Nick Cave has had quite the decade. In the span of seven years, he lost two sons, one in 2015 and the next in 2022. But instead of shutting down and hiding himself away, Cave has managed to absorb grief and reflect back hope. While Nick Cave and the Bad Seeds may have come up as a broody, at times violent, post-punk project that reveled in darkness, the band’s latest iteration sees the group step into the light.
It's not an entirely unexpected twist. Cave’s two previous Bad Seeds records — Ghosteen and Skeleton Tree — both addressed grief head-on. In 2018, he also started The Red Hand Files, an ask-me-anything style webpage where fans are invited to send in their most pressing, personal questions. In return, they receive Marcus Aurelius-esque musings from Cave, who seems his most relaxed and most open in his writing on the site. Then, in 2022, Cave released Faith, Hope, and Carnage, a book adapted from a series of conversations Cave had with musician/journalist Seán O’Hagan that reads as a further attempt to process his life after loss.
Wild God comes as an extension of these recent endeavors. It feels like a philosophical experiment as much as it feels like an alternative record — though it’s certainly more of a return to the traditional sound and feel of Bad Seeds than its ambient predecessor Ghosteen. It’s an album for the inquisitive listener, an album that asks just how much about faith and loss and joy can be conveyed and examined through composition.

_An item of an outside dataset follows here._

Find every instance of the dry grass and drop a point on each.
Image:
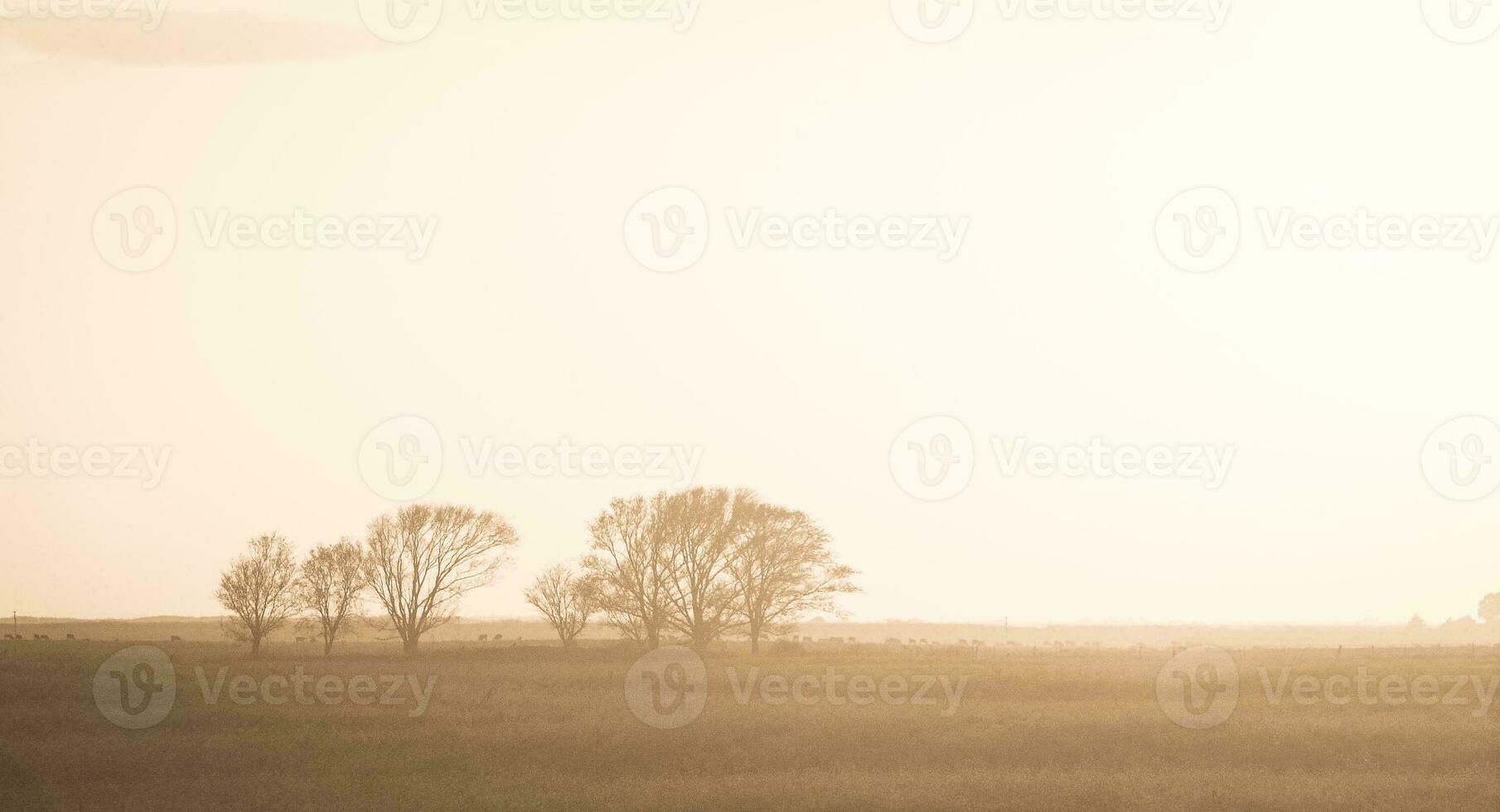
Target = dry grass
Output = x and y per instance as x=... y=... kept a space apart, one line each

Naturally, then, what’s perhaps most impressive about this album is its literary qualities. On “Frogs,” Cave dissects biblical narratives, following a couple on the way home from church and borrowing from the story of Cain and Abel to interrogate the human condition of suffering. On “Joy,” a wild ghost visits Cave and cries out: “We’ve all had too much sorrow, now is the time for joy.” We can only wonder — and perhaps should even infer — if this is the return of Cave’s son, granting him permission to find slivers of happiness in his mortal life once again.
The album’s production rises to meet its thematic moments. Backing gospel choruses abound to support Cave’s harrowing voice across the record, complete with powerful orchestral arrangements to match. Opening track “Song of the Lake” begins the record with a jolt of energy. Syncopated drums, electronica strings, church-bell embellishments, and pulsating bass line wash over listeners like a buoyant wall of sound. It’s a song meant for running barefoot in the tall grass or lying flat on your back to look at the moon. It feels exactly like what Cave meant when he described music as a legitimate opportunity for transcendence. That expansive mood continues throughout the album, even as it takes twists and turns through the pensive, the dark, and the optimistic.
Wild God’s closing notes are, comparatively, simple. Clocking in at just over two minutes, “As The Waters Cover The Sea” is the shortest track on an album of otherwise lengthy (mostly for better) contributions. It reads like a prayer. Rather than following a winding path of guitars, horns, strings, and drums, the track only features a piano, Cave, and the choir. But even using only these three elements, the album reaches its most beautiful high. Exaltation in its purest form. As it ends, Cave and the choir offer a mediation for the common good: “He will bring good tidings to all things.” And so ends with it the record, leaving each listener touched by its promise even the most harrowing pains shall not just be overcome, but transformed for the better.